The first successful surgical correction of AOPA was reported in 1961[9] following which various surgical techniques have been proposed for correction of this anomaly. These include implantation using an autologous pericardial patch, interposition graft or homograft and direct implantation of the anomalous branch to main pulmonary artery[10 - 12]. Considering the growth potential of the pulmonary artery and the prevention of anastomotic obstruction, the direct re-implantation seems to be the procedure of choice provided, it can be achieved without tension [11, 14].
Direct re-implantation after excision of the anomalous PA as a button akin to coronary button in an arterial switch operation, is our technique of choice now. Mobilisation of main pulmonary artery and both branches upto the hilum helps to reduce the tension in the anastomosis. Reconstruction of ascending aorta after the re-implantation (in case of RPA) provides excellent exposure to avoid any inadvertent twists. Reconstruction of harvest site with a pericardial patch reduces the tension in the aortic suture line, thus preventing any posterior displacement leading to compression of translocated RPA.
Patients with AOPA who underwent surgical treatment early in infancy have excellent short and long-term outcome[15]. However, the most common late complication after surgical treatment is the anastomotic site stenosis. Significant stenosis requiring further intervention is considered as an important cause of morbidity[14]. There was no anastomotic site stenosis seen in any of our patients.
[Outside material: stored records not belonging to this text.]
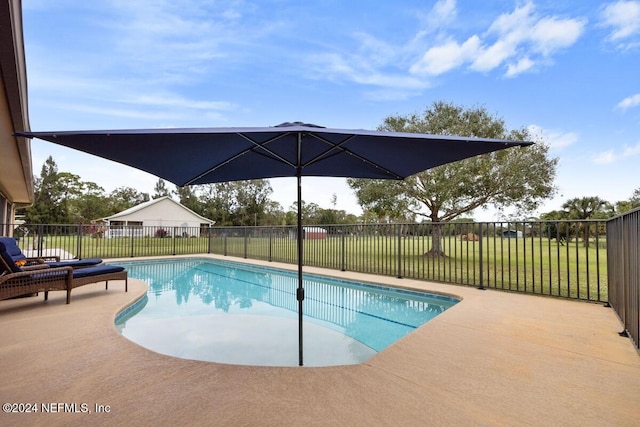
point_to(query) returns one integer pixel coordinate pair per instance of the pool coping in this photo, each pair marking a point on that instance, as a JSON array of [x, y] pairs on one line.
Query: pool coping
[[495, 358]]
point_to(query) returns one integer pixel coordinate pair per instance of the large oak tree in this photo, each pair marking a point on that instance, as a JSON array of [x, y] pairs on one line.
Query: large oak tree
[[520, 178]]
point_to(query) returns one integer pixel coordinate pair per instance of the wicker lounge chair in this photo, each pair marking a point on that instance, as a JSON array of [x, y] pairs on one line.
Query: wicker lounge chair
[[15, 281], [51, 261]]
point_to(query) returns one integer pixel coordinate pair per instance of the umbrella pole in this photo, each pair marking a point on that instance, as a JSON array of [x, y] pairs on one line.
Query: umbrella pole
[[300, 291]]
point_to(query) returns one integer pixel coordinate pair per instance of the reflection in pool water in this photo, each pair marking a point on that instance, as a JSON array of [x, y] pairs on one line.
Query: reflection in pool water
[[242, 314]]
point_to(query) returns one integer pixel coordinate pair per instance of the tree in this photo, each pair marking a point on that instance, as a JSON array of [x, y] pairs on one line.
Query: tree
[[188, 198], [161, 190], [587, 208], [635, 198], [518, 177], [124, 198], [252, 198]]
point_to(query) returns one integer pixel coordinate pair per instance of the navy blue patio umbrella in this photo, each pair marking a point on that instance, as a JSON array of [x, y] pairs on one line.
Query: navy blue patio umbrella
[[210, 155]]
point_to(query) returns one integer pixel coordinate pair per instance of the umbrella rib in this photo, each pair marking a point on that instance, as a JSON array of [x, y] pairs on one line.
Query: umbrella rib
[[242, 153], [339, 147]]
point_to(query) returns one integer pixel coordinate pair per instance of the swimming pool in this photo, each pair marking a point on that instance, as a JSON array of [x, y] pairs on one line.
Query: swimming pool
[[236, 313]]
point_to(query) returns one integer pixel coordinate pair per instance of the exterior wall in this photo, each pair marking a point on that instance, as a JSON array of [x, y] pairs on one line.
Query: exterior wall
[[16, 177]]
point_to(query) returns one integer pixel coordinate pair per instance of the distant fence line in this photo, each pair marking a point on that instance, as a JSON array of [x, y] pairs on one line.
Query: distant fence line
[[624, 271], [559, 258]]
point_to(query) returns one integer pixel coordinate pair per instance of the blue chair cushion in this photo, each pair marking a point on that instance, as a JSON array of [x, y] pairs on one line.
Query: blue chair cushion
[[95, 271], [76, 263], [5, 248]]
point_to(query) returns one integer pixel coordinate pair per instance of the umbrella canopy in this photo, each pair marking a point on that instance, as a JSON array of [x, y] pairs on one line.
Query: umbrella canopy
[[209, 155]]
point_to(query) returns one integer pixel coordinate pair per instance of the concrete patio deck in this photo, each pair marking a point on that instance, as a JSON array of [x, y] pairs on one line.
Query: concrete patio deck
[[496, 358]]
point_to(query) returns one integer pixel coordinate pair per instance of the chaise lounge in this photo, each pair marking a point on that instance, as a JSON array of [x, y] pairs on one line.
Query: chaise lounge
[[36, 262], [15, 281]]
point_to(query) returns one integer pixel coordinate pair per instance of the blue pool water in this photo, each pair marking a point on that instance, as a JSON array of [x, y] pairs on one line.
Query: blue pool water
[[236, 313]]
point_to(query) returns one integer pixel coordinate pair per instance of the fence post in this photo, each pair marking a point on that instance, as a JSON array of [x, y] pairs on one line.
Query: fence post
[[399, 226], [79, 243], [40, 243], [342, 250], [481, 287], [173, 236], [246, 242]]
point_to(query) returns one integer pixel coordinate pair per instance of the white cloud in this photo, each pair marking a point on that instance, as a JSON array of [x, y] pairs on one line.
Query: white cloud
[[519, 41], [611, 156], [443, 11], [632, 151], [630, 101], [604, 157], [446, 57], [623, 19], [555, 139]]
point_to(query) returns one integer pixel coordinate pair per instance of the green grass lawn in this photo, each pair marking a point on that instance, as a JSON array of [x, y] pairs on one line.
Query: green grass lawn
[[531, 264]]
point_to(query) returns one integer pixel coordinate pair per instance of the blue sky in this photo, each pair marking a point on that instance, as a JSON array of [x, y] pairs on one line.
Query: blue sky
[[567, 70]]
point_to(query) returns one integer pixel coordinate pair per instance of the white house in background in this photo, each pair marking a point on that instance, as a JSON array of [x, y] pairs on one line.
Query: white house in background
[[162, 217]]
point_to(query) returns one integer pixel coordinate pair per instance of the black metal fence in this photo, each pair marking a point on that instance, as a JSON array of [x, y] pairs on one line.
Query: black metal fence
[[623, 262], [558, 258]]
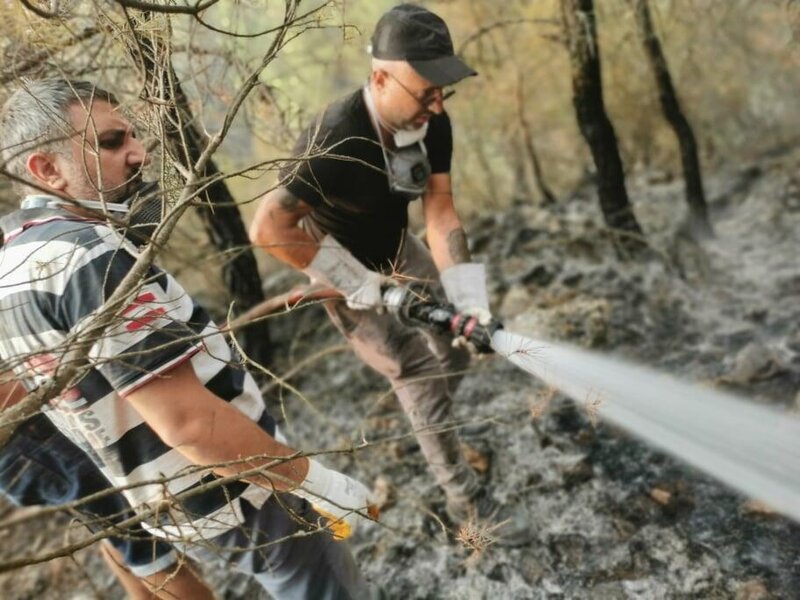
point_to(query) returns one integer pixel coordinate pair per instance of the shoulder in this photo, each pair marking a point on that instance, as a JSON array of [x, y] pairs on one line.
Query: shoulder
[[346, 117], [439, 126]]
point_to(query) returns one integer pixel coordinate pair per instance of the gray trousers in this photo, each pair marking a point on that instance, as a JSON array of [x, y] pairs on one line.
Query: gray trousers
[[422, 367], [290, 559]]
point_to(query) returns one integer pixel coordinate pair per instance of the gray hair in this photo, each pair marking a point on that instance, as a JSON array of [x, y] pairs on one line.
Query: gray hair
[[35, 117]]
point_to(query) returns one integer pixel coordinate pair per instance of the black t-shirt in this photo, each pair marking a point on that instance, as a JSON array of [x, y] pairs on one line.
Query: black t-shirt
[[348, 186]]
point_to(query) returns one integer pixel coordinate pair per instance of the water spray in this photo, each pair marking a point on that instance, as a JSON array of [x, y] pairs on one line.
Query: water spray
[[752, 448]]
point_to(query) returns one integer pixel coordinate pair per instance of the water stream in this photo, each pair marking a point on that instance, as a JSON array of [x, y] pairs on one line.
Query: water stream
[[752, 448]]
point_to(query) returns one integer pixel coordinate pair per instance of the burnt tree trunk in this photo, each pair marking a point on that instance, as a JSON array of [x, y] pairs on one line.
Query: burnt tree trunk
[[699, 224], [596, 128], [217, 207]]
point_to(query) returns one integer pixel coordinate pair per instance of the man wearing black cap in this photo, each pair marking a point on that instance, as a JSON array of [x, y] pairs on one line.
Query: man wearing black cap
[[341, 213]]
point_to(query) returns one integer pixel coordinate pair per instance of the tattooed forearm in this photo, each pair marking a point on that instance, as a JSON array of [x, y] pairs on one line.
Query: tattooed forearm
[[457, 246], [289, 202]]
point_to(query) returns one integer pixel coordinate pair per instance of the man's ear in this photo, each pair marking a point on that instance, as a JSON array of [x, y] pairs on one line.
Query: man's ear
[[379, 77], [45, 171]]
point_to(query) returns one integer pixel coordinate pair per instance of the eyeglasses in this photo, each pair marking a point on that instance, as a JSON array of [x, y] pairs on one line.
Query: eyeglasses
[[429, 97]]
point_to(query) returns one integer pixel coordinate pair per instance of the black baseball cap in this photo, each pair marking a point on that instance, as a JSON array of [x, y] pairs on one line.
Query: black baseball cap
[[416, 35]]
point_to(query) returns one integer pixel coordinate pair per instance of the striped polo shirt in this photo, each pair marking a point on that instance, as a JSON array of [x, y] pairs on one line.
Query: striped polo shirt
[[56, 270]]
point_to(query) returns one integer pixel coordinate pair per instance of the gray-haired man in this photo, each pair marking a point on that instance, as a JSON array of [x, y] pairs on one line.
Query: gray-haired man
[[162, 391]]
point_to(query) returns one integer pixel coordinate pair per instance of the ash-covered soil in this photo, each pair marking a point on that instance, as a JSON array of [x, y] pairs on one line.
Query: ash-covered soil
[[614, 518]]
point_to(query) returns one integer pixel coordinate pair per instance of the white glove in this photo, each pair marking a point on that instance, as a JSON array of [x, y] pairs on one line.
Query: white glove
[[465, 286], [336, 497], [335, 266]]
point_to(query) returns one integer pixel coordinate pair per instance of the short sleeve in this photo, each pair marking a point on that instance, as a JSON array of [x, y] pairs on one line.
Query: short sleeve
[[155, 330], [316, 168], [439, 143]]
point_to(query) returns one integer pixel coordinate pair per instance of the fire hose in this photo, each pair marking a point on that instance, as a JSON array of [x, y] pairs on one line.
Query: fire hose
[[750, 447]]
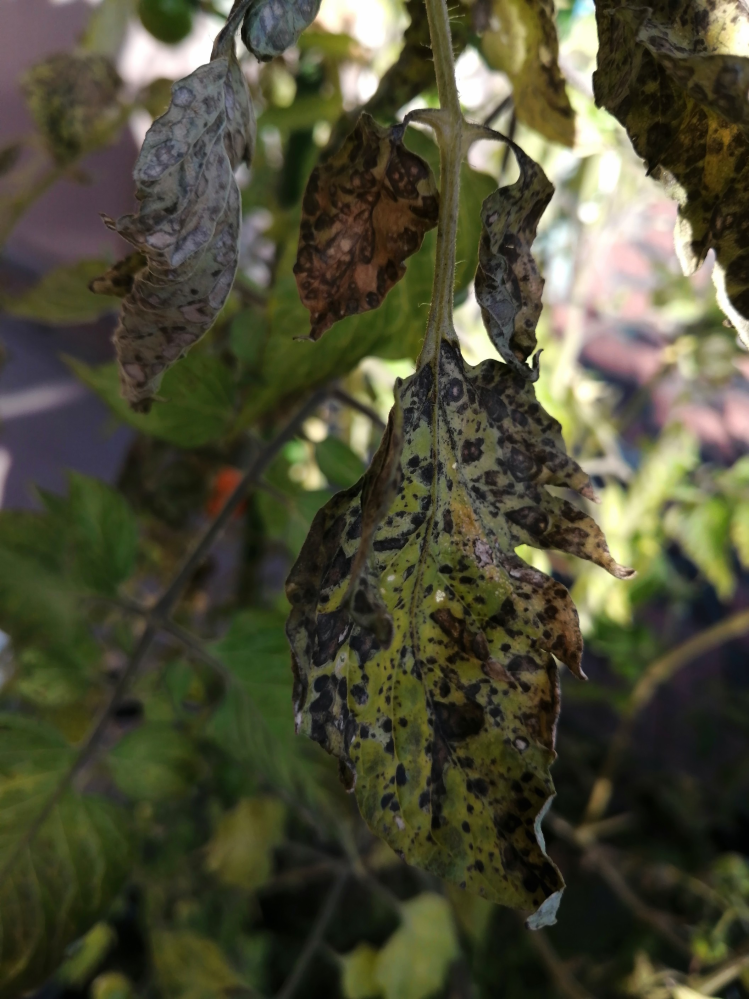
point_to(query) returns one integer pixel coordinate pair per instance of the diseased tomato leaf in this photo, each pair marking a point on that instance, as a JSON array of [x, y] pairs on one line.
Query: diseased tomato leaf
[[447, 734], [188, 223], [272, 26], [74, 98], [521, 39], [508, 284], [364, 212], [676, 76]]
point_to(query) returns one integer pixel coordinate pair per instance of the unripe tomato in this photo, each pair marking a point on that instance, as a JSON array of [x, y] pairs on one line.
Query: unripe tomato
[[168, 20]]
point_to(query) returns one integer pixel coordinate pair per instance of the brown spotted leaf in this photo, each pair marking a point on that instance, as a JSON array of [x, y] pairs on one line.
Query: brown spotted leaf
[[187, 226], [365, 211], [677, 76], [521, 39], [447, 732], [508, 284]]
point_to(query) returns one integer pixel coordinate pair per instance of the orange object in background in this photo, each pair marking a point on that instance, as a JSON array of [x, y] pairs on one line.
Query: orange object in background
[[226, 481]]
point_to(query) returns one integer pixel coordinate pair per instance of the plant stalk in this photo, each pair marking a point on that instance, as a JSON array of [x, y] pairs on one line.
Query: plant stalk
[[448, 125]]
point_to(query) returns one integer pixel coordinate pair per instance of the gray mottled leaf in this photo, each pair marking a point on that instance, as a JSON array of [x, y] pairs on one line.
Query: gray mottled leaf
[[74, 98], [508, 284], [188, 223], [272, 26]]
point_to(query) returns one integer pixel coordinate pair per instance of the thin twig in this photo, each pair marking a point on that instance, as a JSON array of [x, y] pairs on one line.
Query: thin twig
[[353, 403], [158, 618], [566, 984], [657, 673], [596, 858], [315, 938]]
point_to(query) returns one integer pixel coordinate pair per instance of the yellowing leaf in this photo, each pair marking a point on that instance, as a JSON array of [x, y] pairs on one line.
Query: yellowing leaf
[[676, 76], [522, 41], [62, 297], [74, 99], [190, 966], [188, 222], [508, 284], [241, 850], [358, 969], [272, 26], [365, 211], [447, 735], [414, 962]]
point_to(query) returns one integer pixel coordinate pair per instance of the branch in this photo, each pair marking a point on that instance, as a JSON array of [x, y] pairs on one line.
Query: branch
[[597, 860], [449, 127], [657, 673], [158, 618], [315, 938]]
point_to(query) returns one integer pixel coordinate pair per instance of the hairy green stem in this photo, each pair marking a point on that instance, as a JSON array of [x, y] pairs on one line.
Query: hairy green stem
[[448, 125]]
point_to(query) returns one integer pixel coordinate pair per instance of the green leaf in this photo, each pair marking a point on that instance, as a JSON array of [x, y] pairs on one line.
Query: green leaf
[[338, 463], [415, 960], [190, 966], [153, 763], [247, 335], [198, 400], [85, 956], [63, 879], [358, 973], [99, 530], [62, 297], [241, 849], [522, 42], [83, 543], [740, 533], [704, 534], [676, 76]]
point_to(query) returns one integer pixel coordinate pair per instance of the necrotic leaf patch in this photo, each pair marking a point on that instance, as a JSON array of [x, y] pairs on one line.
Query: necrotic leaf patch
[[676, 76], [445, 726], [365, 211], [187, 226]]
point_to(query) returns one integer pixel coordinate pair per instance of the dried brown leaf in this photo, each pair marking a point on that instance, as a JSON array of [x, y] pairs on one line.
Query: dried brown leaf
[[676, 76], [364, 212], [188, 223]]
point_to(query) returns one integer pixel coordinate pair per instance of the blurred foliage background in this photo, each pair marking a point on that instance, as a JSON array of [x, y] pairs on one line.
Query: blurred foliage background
[[195, 848]]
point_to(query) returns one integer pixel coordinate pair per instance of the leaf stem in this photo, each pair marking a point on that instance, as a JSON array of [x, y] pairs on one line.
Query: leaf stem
[[448, 124], [157, 619]]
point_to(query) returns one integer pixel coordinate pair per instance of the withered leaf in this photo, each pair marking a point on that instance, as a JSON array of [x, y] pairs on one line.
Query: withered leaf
[[508, 284], [188, 223], [447, 734], [74, 99], [118, 280], [272, 26], [364, 212], [521, 39], [676, 76]]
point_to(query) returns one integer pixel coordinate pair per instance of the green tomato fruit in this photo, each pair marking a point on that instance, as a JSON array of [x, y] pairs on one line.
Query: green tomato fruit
[[168, 20]]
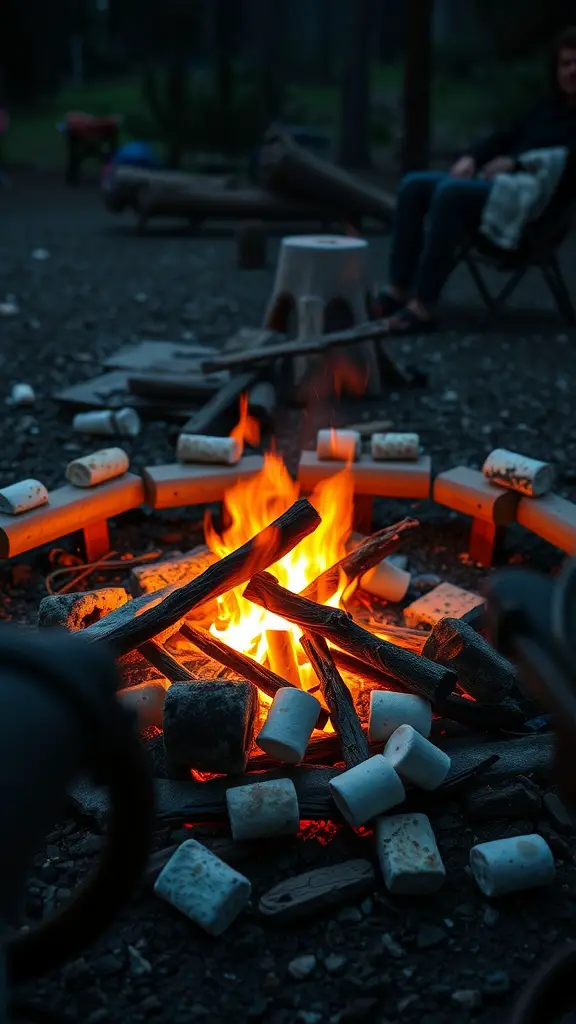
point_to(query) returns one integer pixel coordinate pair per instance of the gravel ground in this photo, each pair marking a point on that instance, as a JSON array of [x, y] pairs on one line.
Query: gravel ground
[[445, 958]]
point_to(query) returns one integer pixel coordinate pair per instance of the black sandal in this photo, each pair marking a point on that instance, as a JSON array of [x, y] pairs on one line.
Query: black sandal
[[383, 305], [406, 322]]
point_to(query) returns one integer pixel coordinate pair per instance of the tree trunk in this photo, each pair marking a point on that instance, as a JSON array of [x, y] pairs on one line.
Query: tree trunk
[[417, 85], [355, 96]]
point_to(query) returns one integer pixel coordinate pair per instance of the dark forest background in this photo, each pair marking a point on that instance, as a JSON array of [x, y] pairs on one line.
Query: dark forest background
[[208, 76]]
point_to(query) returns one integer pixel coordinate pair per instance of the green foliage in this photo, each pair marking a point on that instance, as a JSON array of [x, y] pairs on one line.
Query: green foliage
[[184, 113]]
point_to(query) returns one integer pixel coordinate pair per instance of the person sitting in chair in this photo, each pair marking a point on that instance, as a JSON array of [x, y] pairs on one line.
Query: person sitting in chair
[[453, 202]]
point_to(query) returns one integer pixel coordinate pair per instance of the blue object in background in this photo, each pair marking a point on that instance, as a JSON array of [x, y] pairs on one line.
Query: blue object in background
[[136, 155]]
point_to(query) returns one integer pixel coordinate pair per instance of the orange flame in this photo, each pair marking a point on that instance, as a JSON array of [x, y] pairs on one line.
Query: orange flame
[[251, 506]]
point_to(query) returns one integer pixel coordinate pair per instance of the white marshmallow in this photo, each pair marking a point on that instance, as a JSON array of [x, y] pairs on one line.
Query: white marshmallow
[[147, 701], [128, 423], [508, 469], [23, 394], [95, 468], [415, 759], [23, 497], [262, 810], [205, 889], [386, 581], [408, 854], [366, 791], [289, 725], [389, 710], [200, 448], [338, 445], [508, 865], [97, 421], [394, 446]]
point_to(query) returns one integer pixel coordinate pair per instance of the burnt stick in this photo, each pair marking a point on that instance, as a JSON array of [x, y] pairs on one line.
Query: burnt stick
[[416, 674], [339, 701], [145, 617], [369, 553]]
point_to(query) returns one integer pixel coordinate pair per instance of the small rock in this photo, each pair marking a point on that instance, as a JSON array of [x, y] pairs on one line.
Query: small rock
[[350, 915], [490, 915], [467, 998], [429, 936], [302, 967], [496, 983], [335, 965], [392, 946], [152, 1005]]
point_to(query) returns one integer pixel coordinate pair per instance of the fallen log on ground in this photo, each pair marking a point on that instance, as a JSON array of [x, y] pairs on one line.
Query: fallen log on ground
[[338, 698], [144, 619], [290, 349], [416, 674], [369, 553]]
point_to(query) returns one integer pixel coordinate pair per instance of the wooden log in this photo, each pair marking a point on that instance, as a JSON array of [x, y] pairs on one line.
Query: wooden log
[[371, 331], [179, 387], [317, 890], [482, 671], [338, 698], [282, 656], [206, 419], [266, 680], [145, 617], [175, 484], [380, 479], [161, 659], [69, 509], [418, 675], [368, 554], [472, 714], [210, 725]]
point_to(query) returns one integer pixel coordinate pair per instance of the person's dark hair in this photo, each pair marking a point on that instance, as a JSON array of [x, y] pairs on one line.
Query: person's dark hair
[[566, 40]]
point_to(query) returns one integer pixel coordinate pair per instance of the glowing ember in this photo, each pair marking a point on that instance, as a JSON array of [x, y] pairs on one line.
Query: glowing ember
[[251, 506]]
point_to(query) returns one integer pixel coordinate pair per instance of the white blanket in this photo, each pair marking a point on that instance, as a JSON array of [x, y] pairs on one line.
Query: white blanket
[[518, 199]]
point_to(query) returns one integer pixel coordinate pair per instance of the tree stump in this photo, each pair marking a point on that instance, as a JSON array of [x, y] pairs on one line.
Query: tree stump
[[324, 278]]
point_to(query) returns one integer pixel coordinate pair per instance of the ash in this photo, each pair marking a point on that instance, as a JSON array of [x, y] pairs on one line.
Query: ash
[[443, 960]]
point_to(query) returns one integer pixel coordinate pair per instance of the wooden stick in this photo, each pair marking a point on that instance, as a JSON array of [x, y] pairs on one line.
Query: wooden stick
[[416, 674], [168, 666], [369, 553], [145, 617], [246, 668], [290, 349], [469, 713], [338, 697], [281, 655]]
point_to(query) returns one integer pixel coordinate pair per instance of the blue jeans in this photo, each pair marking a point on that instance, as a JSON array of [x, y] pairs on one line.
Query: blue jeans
[[422, 260]]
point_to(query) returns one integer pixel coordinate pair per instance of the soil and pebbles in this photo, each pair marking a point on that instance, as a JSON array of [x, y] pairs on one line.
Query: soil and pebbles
[[442, 960]]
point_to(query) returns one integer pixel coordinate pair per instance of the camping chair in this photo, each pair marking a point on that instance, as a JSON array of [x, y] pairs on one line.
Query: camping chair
[[539, 249]]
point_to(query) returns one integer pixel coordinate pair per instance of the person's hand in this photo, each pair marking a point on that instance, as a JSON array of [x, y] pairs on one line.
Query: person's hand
[[463, 168], [500, 165]]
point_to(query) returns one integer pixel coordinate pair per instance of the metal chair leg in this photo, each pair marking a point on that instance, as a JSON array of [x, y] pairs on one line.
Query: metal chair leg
[[553, 276]]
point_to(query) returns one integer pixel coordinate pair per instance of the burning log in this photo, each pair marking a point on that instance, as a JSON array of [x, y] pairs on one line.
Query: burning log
[[281, 655], [161, 659], [339, 701], [147, 616], [469, 713], [482, 671], [417, 675], [370, 786], [209, 725], [76, 611], [245, 667], [371, 551]]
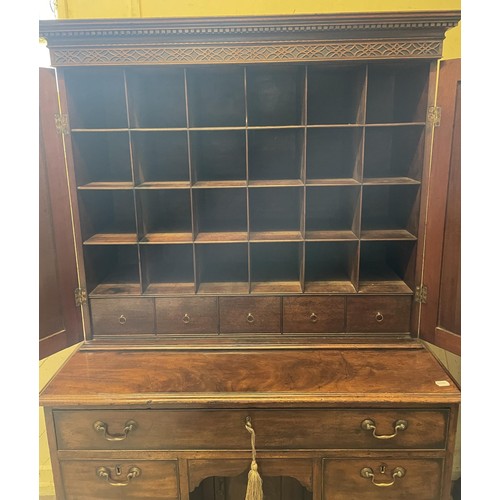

The calculation of Pulmonary vascular resistance could be fallacious in AOPA. The source of pulmonary blood flow to both lungs are separate and the pulmonary vascular resistance in each lung could also be different. Hence the net Qp (Pulmonary blood flow) in this situation would be difficult to estimate and saturation alone can not be relied for PVR estimation. The ideal scenario, in this situation would be to do a functional MRI to calculate the pulmonary venous return of individual left and right pulmonary veins to calculate the true Qp (Pulmonary blood flow). This would help in calculation the true PVRi in each lung. Hence in this situation if the PVRI is calculated by assuming the Qp, this may result in fallaciously high value[16]. In this series, presence of sub-systemic PA pressures in the AOPA with clinical, X-ray and echocardiographic evidence of operability has been considered for surgical repair. The cut-off for operability based on calculated PVRi is still unknown.
Conclusion:
AOPA is a potentially treatable lesion with an acceptable long-term outcome and near-normal quality of life if operated before infancy. Early direct pulmonary re-implantation is the preferred surgical strategy for this condition as proven by our results. However large number of patients are needed to compare with other surgical techniques to statistically prove it.